Questa pellicola affronta in maniera dettagliata e profonda il delicato e serio problema della paternità: se questa cioè sia determinata dai legami del sangue oppure da quelli affettivi che si consolidano via via nel tempo tra i vari componenti di una famiglia. Infatti entrambe le coppie a cui è stato sostituito il proprio figlio biologico con quello dell'altra, sono confuse, sconvolte e contrarie all'idea di lasciare e soprattutto sostituire, come se fossero dei semplici oggetti, il figlio creduto loro ed allevato come tale con quello naturale. Insomma, la difficoltà presentata in maniera misurata in questo film è proprio la lotta interna dei sentimenti che non cancella affatto l'affetto e l'amore e la complicità sviluppatesi nel corso degli anni di crescita insieme al figlio allevato come proprio ed il sorgere nel frattempo di sentimenti nuovi nei confronti del bambino biologicamente proprio.

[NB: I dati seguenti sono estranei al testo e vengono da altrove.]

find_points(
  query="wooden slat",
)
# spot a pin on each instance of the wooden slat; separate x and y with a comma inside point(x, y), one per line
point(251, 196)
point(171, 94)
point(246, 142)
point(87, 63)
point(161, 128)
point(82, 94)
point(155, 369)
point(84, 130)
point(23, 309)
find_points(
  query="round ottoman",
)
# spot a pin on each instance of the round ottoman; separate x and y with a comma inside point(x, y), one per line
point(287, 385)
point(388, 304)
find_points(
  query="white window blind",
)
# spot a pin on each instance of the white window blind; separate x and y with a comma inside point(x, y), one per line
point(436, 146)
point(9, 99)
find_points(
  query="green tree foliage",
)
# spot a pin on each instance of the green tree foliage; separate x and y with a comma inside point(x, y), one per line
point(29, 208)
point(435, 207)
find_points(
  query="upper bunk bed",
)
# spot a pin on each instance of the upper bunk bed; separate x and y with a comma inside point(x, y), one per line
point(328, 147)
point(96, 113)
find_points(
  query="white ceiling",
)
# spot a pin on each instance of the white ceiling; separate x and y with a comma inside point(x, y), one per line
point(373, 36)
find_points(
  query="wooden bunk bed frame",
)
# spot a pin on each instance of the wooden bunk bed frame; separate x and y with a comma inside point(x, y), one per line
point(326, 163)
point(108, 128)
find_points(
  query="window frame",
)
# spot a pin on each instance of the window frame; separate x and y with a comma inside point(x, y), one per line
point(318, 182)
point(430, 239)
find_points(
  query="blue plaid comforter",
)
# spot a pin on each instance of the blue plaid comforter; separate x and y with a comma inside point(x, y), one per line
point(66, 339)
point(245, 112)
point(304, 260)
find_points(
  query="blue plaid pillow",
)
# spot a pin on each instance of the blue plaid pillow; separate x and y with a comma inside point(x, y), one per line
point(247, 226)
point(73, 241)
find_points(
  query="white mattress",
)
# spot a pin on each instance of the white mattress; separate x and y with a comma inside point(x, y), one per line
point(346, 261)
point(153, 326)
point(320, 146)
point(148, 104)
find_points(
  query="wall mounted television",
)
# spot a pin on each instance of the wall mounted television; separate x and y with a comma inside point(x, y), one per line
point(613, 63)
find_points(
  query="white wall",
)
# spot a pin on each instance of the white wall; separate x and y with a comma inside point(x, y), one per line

Molto credibili risultano tutti i quattro attori che interpretano i componenti delle due famiglie, peraltro assai diverse tra loro per estrazione sociale ed educazione, nonchè i bambini che esprimono molto efficacemente lo spaesamento e la confusione provati di fronte ad una realtà per loro poco comprensibile e sicuramente assai più grande di loro.
Interessante e toccante allo stesso tempo.